ラザルス・グループの広範なキャンペーンによる世界的な脅威
Lazarus Group はソフトウェア開発者だけにとどまりません。同グループはロシアと韓国を標的としたスピアフィッシング攻撃にも関与しています。コード名 CLOUD#REVERSER のこれらの攻撃は、追加のマルウェアをダウンロードするように設計された Windows ショートカット ファイルであるCURKONなどのマルウェアの配布につながっています。同グループは、感染したシステムをリモートから制御するために、 AsyncRATやLilith RATなどの RAT (リモート アクセス トロイの木馬) ツールも使用しています。
開発者が安全を保つ方法
- 求人オファーには疑いを持ちましょう:特に LinkedIn やその他のソーシャル メディア プラットフォームを通じてアプローチされた場合は、時間をかけてその会社と連絡してきた人物の正当性を確認してください。詐欺師は有名企業の採用担当者を装うことがよくあります。
- 実行前に必ずコードを確認してください:コーディング テストがいかに緊急に思えても、実行する前に少し時間を取ってソース コードを確認してください。ZIP ファイルを受け取った場合は、解凍する前にマルウェア対策ツールでスキャンしてください。
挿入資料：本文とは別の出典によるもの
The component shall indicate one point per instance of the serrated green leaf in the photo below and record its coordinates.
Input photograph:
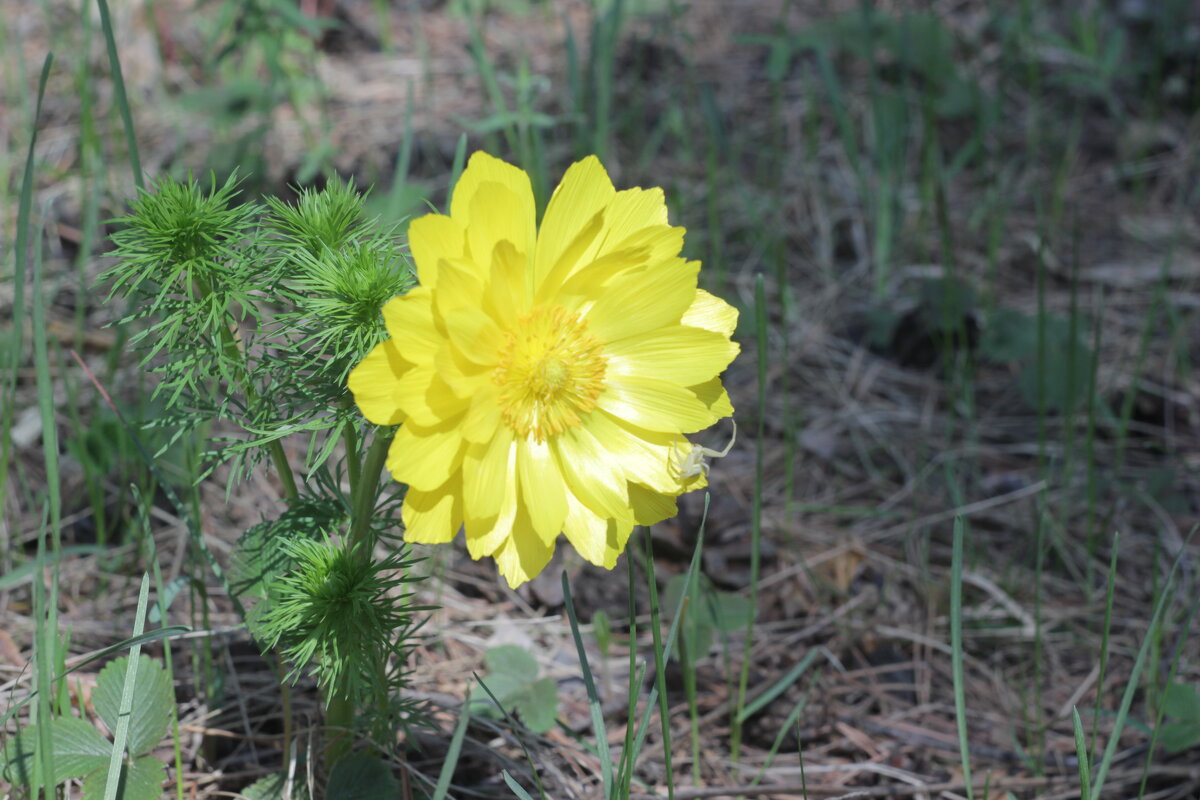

- 脅威についての最新情報を入手:サイバー犯罪者が使用する手法は常に進化しているため、最新情報を入手しておくことが重要です。サイバーセキュリティのニュースをフォローして、注意すべき点を把握してください。
- セキュリティ ツールを使用する: Python パッケージやその他のコーディング プロジェクトに隠された悪意のあるスクリプトを検出してブロックできる信頼できるマルウェア対策ソフトウェアをインストールします。
警戒が鍵
Lazarus Group が偽のコーディング評価を使用してマルウェアを拡散したことは、サイバー犯罪者が攻撃においてより創造的になっていることを浮き彫りにしています。開発者、特に次の仕事に就きたいと考えている開発者は、主なターゲットです。しかし、ソースコードの確認、採用担当者の確認、セキュリティリスクの最新情報の入手など、いくつかの追加の予防策を講じることで、自分自身とシステムを保護することができます。